This driving tip seems like a "no-brainer" but it sometimes gets lost
in the rush to get to the backwoods. Reflectors, hydraulic jack, 4-way
tire iron, fire extinguisher, extra coolant, jumper cables, tow strap,
fuses, extra serpentine belt for the engine. etc. There are more little
things than this but you get the idea. If you have enough spare/repair
supplies you can turn a major hassle into a minor inconvenience.
- #19 - Do not drive while impaired!
Driving while impaired doesn't only mean under the influence of alcohol
or other drugs. Getting behind the wheel of a 20,000 lb. rig when you
are in a really bad mood and mad at the world is pretty impaired in my
book. Same thing when you are in the middle of an "animated"

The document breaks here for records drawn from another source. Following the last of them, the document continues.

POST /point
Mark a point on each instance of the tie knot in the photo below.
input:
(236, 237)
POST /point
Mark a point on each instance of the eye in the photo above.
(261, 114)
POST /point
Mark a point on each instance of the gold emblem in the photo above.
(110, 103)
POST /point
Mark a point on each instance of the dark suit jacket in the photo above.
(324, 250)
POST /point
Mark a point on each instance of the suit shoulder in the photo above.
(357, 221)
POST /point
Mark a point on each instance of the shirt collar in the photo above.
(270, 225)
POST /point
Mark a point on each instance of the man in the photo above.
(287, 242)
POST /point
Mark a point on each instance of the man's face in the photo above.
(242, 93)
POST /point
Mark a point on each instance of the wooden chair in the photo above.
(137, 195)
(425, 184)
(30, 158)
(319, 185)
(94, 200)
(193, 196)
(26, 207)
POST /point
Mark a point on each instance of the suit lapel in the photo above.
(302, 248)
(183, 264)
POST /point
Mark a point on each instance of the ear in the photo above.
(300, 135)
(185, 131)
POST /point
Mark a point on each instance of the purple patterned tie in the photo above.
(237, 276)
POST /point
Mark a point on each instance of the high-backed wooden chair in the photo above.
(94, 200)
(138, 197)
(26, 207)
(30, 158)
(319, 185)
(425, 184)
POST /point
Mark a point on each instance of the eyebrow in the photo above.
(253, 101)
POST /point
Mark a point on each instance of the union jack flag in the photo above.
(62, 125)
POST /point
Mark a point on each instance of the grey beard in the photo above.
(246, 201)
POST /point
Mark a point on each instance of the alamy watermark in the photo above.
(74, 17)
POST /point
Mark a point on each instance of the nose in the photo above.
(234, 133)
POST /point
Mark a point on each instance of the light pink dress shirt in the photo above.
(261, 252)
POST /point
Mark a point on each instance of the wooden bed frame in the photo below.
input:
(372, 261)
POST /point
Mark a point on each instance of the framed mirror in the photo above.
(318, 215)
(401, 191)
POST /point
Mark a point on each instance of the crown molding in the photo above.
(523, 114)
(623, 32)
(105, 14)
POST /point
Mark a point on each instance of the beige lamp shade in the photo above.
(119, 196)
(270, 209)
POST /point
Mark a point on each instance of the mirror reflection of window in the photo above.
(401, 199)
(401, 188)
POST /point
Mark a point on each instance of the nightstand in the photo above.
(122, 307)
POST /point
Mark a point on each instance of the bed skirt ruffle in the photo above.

difference of opinion with that lovely creature you share your bed with!
What the heck, stay in camp a while or even another day until your
outlook improves, or you finally surrender!. Out there on the road, your
driving requires your full attention.
- #20 - Another seeming "no-brainer" driving tip. Practice with your rig before you head out.
Many, many folks buy a large RV and learn to drive it on the job! I'm
thinking that's a bad idea. With no experience with a large vehicle you
can get into jackpots you did not anticipate. Driving a large RV is not
difficult but it is differant! Learn what those differances are in
advance! So you can travel safe!Practice parking and backing
your rig in some empty parking lot before you leave on your long
anticipated trip. A little bit of time getting the feel of it will pay
dividends down the road.(a little "ego" driving tip: You also won't get
embarrassed as you try to learn to back in to a spot with the whole
world watching!)Also, while in that parking lot have your
"navigator" move around the rig while you watch in the mirrors to learn
where your "blind" spots are. If you can take a second vehicle or even a
bicycle (mimics a motorcycle) so much the better. Learning where they
(the blind spots) are will give you a headstart in avoiding unhappy
problems they can cause out on the road.
Driving tips #21 - To be continued!
- #21 - ABS Brakes! Remember the old days? Back when you
were taught to pump the brakes to avoid going into a slide so you could
maintain steering control? If you have ABS brakes on your rig, those
days are gone. Check it out. Most of the newer higher grade rigs are
being outfitted with them. If you pump ABS brakes you defeat the system
and they won't work. And they are one of the new systems that do work!
In the old days if you had the brakes mashed you had no
steering control in a panic stop, so you had to "pump". With ABS brakes
mash away! Don't take your foot off the brakes until you don't need to
slow down or stop any longer! You will stop in the shortest space
possible while maintaining steering control. Retrain yourself if necessary but remember, let the ABS brakes do the "pumping" and you do the steering, OK?
- #22 - This driving tip really deserves to be higher up on the list. Weigh your rig!
And if possible do it where they can weigh each wheel. They frequently
set up scales to do just that at many RV Rallys. Avoiding overweight and
badly balanced loads is advisable.
- #23 - Rest your arms while you drive!
On long pulls, one of the driving tips I have run across that really
works is to periodically change the position of your hands on the wheel.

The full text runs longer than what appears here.